BOOM! All of a sudden, all these images and information hit me all at once like a download from the universe. In those few seconds, everything made sense. The breakup was not my fault because we were not meant to be. I was stupid. Too caught up in the moment to see it. There were three takeaways: She didn’t want me to clean her house, the DEMMAND for gas money on the day she was driving me to the airport, and, when I asked her to take a picture of me and my daughter, she did not say a word as I handed her the phone and she snapped the pic, as if she was annoyed. All three things struck me as very odd, and whilst I paid no attention to it at the time, but I made a note of it. It was like she only came into my life to reunite me with my daughter, then she’s gone. Oh well.

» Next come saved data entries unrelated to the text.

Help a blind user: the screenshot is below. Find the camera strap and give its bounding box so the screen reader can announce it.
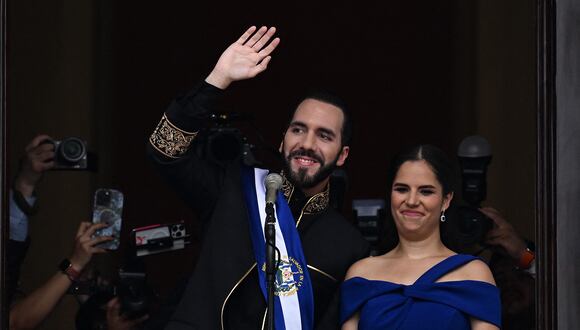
[11,185,39,217]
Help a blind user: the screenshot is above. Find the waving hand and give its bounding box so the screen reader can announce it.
[206,26,280,89]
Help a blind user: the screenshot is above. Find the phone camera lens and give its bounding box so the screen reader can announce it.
[97,192,112,206]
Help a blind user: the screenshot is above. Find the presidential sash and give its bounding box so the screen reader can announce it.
[242,166,314,330]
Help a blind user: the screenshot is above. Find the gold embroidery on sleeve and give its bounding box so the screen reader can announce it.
[149,113,198,158]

Sometimes, despite your best efforts, something may not work out at all because it was not meant to be. Or everything comes together in a totally different manner. I brought my then-girlfriend lingerie, purchased a piece of land in Scotland under her name, and I was in the process of sending her a gift for Valentines Day when the house of cards came tumbling down. I remember what she said about other men that desired her, but she always said no out of respect for me. Believe it or not, I felt insulted. If she was not happy, she was free to find someone else, because I had my own reservations about the relationship, and I considered walking away. No matter. Now I am at peace with it. I have released this pain into the universe and now I can go forth and achieve my ambitions.
That’s all I wanted to say. Thanks for reading my post. Have a good day.